After 5 years, complete remissions had occurred in about 65% of patients taking thalidomide vs 40% of those not taking the drug (P < .001). Event-free survival was 58% for the thalidomide group, compared with 45% for the controls (P = .01). No difference has yet been seen between the two groups in overall survival, Dr. Barlogie said.
More patients receiving thalidomide experienced deep vein thrombosis, 34% vs 16% of controls, but this was controlled with heparin(Drug information on heparin). The thalidomide patients also had more nerve discomfort (12% vs 4%) and motor nerve problems (21% vs 13%).
An Unexplained FindingIn one unexplained finding, post-relapse survival has been shorter for those on thalidomide. The reasons are unknown, but Jayesh Mehta, MD, director of the Hematopoietic Stem Cell Transplant Program, Robert H. Lurie Comprehensive Cancer Center, Northwestern University, speculated that thalidomide could have an unfavorable effect on the biology of the disease. In his discussion of the trial at ASCO, he noted that the drug may create resistance to itself and to other salvage therapies, shortening post-relapse survival time.
Dr. Barlogie said that gene expression profiles of patients at baseline and relapse are currently being examined and may shed light on this issue.
The close association between cytogenetic abnormalities and outcomes is a key finding, Dr. Barlogie said. In multivariate regression analysis, three abnormalities-metaphase cytogenetic abnormalities, amplified 1q21, and deletion 13q14-were all independently associated with poor prognosis. "With these three variables, one could actually account for approximately 40% of all outcome variability . . . so with a simple bone marrow test looking at cytogenetics, you can capture outcomes of patients best in my view," he said.

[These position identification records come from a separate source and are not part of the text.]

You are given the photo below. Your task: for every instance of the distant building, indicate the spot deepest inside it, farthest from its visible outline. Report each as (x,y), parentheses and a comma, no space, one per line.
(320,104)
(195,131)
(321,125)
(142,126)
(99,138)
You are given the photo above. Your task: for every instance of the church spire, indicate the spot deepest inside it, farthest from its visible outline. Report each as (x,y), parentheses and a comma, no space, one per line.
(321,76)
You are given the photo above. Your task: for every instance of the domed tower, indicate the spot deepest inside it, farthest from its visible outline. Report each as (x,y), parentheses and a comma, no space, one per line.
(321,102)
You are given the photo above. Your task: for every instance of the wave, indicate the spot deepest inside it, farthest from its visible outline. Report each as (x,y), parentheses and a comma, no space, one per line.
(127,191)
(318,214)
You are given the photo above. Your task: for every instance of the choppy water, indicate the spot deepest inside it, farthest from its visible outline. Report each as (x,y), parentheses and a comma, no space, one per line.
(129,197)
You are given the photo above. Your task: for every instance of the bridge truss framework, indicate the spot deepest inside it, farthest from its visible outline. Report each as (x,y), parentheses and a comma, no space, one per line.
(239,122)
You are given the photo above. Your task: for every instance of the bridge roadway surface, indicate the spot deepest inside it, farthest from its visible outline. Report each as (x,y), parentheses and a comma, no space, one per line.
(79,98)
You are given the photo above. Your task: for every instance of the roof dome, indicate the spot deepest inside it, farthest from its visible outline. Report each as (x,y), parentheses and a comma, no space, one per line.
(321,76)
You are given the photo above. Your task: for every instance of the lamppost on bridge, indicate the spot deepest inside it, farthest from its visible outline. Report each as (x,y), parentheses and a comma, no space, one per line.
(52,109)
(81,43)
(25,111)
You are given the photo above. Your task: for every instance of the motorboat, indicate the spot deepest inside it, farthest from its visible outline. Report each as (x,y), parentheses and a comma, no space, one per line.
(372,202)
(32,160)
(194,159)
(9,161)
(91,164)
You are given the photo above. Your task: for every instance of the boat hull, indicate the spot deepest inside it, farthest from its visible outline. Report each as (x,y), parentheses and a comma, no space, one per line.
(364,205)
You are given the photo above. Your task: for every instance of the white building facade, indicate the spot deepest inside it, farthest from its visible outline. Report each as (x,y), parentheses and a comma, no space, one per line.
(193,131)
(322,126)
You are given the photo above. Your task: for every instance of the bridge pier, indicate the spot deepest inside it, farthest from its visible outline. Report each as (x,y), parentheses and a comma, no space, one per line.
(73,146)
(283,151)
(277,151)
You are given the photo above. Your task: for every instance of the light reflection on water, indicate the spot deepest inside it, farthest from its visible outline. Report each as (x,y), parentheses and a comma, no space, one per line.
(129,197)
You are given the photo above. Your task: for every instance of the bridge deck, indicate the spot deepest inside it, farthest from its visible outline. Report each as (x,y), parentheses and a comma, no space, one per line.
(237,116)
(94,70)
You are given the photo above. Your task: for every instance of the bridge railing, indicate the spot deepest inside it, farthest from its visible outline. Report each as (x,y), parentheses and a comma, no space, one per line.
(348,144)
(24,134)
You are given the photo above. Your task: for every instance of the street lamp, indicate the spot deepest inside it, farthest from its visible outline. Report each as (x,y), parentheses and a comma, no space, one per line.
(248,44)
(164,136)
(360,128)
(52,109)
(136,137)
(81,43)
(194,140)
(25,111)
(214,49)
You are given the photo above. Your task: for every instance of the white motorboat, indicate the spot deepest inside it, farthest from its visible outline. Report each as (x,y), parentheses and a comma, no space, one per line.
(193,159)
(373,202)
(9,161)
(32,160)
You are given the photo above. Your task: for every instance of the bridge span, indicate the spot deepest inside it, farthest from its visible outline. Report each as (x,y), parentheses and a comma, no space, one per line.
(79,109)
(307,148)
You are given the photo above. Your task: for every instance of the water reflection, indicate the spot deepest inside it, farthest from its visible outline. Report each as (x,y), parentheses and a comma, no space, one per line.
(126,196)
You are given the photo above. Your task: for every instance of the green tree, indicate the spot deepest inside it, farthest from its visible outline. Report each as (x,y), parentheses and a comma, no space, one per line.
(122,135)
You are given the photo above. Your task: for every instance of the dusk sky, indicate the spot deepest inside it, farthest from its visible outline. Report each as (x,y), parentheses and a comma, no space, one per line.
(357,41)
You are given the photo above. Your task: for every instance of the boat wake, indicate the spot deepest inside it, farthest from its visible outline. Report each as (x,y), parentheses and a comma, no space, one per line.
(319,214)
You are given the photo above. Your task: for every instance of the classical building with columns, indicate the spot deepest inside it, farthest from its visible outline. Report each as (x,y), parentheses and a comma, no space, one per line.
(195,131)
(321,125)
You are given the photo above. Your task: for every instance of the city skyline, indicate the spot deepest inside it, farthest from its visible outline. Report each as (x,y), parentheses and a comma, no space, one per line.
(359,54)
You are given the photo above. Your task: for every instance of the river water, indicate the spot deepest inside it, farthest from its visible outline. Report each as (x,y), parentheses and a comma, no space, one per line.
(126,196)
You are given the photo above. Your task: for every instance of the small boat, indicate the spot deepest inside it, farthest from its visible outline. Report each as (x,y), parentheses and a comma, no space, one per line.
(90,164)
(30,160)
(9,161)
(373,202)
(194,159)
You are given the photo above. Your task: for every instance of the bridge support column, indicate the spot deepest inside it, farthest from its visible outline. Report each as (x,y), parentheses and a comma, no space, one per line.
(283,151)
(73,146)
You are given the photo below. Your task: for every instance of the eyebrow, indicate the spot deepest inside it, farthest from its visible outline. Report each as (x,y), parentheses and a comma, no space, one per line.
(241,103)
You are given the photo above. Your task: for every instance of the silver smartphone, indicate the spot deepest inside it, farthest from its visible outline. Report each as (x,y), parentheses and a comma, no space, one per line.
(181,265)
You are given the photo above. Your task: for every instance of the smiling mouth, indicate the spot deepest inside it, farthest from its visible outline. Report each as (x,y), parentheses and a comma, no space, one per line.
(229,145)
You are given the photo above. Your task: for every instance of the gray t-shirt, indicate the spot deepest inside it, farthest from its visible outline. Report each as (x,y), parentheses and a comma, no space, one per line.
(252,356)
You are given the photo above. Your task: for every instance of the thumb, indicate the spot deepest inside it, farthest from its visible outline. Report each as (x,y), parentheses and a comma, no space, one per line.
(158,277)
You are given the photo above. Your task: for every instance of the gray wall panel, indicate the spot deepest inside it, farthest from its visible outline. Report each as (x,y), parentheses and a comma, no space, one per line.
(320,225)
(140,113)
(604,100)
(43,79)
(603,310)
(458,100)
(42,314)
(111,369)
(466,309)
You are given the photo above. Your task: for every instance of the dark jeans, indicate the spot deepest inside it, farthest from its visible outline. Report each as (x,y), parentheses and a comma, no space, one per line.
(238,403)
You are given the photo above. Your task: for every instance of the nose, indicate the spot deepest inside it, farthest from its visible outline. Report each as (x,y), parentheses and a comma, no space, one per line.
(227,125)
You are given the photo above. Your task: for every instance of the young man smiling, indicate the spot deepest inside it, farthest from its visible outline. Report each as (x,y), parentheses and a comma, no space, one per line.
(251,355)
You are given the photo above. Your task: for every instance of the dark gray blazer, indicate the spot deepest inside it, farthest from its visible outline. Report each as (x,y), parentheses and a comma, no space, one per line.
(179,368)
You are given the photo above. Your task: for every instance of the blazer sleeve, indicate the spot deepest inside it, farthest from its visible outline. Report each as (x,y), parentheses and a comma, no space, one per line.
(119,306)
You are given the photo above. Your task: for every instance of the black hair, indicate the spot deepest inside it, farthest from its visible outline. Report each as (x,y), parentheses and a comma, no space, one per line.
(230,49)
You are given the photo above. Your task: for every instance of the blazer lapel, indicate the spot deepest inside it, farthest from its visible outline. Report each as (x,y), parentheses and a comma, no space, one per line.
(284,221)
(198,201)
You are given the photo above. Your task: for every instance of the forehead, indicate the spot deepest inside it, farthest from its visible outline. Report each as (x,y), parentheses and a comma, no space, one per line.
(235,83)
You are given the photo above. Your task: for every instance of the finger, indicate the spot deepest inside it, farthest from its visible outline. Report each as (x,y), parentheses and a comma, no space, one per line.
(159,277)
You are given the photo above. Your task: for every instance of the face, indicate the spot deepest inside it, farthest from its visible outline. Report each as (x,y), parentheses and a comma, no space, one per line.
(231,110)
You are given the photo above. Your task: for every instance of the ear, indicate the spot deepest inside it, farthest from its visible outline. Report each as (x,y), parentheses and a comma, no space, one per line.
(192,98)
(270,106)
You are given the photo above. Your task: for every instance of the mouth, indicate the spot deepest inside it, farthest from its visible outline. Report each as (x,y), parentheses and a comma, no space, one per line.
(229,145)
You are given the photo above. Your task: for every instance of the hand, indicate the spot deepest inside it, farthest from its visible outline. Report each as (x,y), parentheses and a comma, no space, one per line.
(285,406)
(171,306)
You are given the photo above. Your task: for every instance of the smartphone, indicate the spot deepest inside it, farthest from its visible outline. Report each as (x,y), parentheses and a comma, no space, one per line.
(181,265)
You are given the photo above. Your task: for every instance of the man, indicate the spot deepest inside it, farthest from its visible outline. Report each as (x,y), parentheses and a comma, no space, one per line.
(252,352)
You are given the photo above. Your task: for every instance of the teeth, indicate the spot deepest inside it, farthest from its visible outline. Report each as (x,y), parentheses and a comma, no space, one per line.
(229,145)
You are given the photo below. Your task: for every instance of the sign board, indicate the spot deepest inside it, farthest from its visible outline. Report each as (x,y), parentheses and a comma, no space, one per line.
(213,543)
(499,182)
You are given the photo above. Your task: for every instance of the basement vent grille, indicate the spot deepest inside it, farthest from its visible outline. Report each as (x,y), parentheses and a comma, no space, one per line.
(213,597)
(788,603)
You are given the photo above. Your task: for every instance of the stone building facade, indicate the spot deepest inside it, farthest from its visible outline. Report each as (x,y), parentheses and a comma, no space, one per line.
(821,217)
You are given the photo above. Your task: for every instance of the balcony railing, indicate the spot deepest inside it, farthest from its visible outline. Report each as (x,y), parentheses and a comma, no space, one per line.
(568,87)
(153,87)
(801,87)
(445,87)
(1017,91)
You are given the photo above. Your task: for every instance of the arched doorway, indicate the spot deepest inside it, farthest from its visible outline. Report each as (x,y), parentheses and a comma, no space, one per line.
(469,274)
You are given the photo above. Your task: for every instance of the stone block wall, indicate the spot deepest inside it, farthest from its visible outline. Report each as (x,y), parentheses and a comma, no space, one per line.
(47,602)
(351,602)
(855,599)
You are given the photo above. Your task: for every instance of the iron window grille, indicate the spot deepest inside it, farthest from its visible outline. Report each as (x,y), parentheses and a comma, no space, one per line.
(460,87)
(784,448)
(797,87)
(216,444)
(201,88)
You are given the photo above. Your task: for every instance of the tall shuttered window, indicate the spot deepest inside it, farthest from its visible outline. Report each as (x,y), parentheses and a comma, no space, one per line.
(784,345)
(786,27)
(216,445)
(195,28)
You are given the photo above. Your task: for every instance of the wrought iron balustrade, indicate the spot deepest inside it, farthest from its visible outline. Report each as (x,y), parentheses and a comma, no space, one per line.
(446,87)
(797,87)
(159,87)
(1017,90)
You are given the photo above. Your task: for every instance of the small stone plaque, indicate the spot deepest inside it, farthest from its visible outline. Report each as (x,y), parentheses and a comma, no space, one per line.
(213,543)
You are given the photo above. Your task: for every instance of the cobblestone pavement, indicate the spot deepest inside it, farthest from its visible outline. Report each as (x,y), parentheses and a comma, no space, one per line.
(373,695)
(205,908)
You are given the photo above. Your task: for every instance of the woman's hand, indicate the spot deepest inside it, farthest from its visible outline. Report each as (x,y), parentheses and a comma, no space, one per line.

To overcome the poor prognosis associated with cytogenetic abnormalities, the investigators have moved on to a trial of Total Therapy 3, which adds bortezomib(Drug information on bortezomib) (Velcade) to the Total Therapy 2 regimen. Another study presented at ASCO (abstract 6501, see page 19) suggested that bortezomib did indeed appear to overcome the poor prognosis associated with one of the common abnormalities in multiple myeloma, the partial or complete deletion of chromosome 13.
Total Therapy 3 has enrolled more than 170 of a planned 300 patients. "Early results suggest we are moving in the right direction," Dr. Barlogie said.